PDF(Pubmed)
Abstract:
Hereditary optic neuropathies (HONs) such as dominant optic atrophy (DOA) and Leber Hereditary Optic Neuropathy (LHON) are mitochondrial diseases characterized by a degenerative loss of retinal ganglion cells (RGCs) and are a cause of blindness worldwide. To date, there are only limited disease-modifying treatments for these disorders. The discovery of induced pluripotent stem cell (iPSC) technology has opened several promising opportunities in the field of HON research and the search for therapeutic approaches. This systematic review is focused on the two most frequent HONs (LHON and DOA) and on the recent studies related to the application of human iPSC technology in combination with biomaterials technology for their potential use in the development of RGC replacement therapies with the final aim of the improvement or even the restoration of the vision of HON patients. To this purpose, the combination of natural and synthetic biomaterials modified with peptides, neurotrophic factors, and other low- to medium-molecular weight compounds, mimicking the ocular extracellular matrices, with human iPSC or iPSC-derived cell retinal progenitors holds enormous potential to be exploited in the near future for the generation of transplantable RGC populations.
摘要:
遗传性视神经病变(HON)如显性视神经萎缩(DOA)和Leber遗传性视神经病变(LHON)是线粒体疾病,其特征在于视网膜神经节细胞(RGC)的退行性丧失,并且是世界范围内失明的原因。
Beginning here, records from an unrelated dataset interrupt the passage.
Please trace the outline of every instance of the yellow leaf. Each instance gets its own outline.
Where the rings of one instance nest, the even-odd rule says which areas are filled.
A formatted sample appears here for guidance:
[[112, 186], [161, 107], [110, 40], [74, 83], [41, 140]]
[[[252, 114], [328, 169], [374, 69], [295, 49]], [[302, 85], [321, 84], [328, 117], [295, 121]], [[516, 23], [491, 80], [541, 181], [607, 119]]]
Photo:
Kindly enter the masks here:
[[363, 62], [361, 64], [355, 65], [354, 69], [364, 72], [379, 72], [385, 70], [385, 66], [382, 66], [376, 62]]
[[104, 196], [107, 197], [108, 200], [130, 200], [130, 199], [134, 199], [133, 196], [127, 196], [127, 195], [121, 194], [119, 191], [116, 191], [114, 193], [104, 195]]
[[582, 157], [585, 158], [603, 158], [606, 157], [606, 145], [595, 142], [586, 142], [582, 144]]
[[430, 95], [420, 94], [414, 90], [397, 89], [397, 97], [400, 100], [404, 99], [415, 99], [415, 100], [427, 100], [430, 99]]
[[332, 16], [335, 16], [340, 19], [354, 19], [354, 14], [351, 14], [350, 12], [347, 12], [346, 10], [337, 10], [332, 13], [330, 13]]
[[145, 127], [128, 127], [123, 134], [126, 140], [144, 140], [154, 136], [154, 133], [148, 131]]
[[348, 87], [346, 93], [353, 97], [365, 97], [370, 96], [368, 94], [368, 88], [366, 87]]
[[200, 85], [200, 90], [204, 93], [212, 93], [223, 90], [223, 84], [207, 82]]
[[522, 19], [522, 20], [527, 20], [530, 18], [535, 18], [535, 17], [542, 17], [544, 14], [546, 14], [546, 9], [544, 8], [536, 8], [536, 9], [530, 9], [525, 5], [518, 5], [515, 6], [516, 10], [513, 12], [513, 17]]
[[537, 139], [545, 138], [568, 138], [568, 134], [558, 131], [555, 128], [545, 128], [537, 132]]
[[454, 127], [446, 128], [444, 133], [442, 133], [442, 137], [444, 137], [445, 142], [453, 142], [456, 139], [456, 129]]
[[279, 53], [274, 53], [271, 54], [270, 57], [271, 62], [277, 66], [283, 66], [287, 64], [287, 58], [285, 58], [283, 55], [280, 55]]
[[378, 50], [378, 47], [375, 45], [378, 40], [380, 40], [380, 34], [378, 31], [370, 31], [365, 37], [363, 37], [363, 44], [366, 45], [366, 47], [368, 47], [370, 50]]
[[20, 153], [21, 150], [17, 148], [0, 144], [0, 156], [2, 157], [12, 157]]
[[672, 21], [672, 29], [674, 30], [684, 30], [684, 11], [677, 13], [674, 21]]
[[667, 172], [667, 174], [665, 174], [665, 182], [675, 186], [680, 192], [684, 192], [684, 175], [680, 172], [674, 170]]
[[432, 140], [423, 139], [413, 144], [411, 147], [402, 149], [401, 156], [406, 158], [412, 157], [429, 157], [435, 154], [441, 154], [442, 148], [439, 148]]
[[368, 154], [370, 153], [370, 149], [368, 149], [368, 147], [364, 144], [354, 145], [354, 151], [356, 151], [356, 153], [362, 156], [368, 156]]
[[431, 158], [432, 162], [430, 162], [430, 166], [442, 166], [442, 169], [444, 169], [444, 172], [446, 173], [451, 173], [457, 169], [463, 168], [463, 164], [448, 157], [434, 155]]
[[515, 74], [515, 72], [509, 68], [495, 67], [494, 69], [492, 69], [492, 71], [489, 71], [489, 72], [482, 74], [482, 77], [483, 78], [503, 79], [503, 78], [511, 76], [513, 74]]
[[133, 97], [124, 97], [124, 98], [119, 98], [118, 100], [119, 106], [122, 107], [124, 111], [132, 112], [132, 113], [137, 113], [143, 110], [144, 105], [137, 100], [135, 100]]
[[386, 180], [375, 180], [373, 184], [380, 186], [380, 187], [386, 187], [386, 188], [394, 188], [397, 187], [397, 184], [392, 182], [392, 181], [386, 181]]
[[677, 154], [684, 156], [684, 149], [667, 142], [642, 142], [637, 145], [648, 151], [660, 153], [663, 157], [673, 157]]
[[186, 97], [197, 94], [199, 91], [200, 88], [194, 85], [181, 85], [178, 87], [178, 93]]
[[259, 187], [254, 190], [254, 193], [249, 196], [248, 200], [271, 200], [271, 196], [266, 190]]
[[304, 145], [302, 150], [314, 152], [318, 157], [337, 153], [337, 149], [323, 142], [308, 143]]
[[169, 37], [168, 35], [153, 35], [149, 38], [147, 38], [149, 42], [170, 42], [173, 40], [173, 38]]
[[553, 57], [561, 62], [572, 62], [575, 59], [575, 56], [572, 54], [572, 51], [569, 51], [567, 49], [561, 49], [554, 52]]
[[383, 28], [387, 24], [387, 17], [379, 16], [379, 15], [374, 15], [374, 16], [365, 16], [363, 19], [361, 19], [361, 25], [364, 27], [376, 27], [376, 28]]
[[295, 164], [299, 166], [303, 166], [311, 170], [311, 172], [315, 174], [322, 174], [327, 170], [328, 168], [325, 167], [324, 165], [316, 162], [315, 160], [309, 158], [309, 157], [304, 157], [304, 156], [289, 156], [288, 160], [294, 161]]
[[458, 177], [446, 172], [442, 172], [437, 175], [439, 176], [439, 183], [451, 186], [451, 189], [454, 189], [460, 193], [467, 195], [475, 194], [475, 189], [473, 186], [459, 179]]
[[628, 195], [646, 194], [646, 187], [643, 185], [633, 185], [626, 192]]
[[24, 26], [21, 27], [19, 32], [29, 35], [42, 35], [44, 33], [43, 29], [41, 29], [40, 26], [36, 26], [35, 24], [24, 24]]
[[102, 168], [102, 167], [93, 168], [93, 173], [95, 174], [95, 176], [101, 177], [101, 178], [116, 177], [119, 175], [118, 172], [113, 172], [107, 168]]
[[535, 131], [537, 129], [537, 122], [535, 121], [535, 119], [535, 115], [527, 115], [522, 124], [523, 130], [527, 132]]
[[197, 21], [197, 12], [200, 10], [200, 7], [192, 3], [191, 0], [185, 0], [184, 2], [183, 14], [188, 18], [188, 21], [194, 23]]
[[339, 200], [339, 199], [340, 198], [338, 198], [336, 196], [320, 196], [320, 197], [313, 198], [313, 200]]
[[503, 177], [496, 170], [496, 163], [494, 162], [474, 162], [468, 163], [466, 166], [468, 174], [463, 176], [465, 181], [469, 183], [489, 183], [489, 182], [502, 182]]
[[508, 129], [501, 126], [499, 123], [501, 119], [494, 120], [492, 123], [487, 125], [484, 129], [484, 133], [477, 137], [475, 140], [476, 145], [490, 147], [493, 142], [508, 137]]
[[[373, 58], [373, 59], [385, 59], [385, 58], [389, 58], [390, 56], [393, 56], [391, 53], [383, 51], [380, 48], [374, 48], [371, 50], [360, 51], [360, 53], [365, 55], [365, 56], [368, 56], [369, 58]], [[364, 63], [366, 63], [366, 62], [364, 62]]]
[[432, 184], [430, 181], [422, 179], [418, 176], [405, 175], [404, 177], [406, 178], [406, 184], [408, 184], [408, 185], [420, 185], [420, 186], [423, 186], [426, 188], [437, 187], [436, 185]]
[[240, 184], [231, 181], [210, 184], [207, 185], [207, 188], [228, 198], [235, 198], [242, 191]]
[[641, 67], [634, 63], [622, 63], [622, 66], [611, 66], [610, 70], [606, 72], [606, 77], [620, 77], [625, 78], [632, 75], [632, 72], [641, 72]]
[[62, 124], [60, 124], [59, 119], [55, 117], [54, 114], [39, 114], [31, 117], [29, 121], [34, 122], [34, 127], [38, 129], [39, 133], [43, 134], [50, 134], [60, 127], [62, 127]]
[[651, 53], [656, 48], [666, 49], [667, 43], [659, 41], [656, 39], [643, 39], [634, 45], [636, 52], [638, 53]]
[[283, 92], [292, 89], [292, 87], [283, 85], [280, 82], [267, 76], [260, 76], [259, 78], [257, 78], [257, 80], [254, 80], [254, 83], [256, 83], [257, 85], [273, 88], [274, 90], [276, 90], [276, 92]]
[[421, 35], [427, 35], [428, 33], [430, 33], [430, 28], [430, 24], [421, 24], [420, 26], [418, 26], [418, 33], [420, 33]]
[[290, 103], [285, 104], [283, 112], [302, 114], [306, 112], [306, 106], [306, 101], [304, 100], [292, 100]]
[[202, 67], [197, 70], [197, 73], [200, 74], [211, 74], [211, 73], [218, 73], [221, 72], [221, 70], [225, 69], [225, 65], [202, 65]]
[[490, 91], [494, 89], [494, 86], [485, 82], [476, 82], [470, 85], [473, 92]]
迄今为止,这些疾病只有有限的改善疾病的治疗方法。诱导多能干细胞(iPSC)技术的发现在HON研究和寻找治疗方法领域开辟了几个有希望的机会。本系统综述集中于两种最常见的HON(LHON和DOA),以及与人类iPSC技术与生物材料技术结合应用相关的最新研究,这些研究在RGC替代疗法的开发中具有潜在用途,最终目的是改善甚至恢复HON患者的视力。为此,用肽修饰的天然和合成生物材料的组合,神经营养因子,和其他中低分子量化合物,模仿眼部细胞外基质,人类iPSC或iPSC衍生的细胞视网膜祖细胞具有巨大的潜力,可以在不久的将来开发可移植的RGC群体。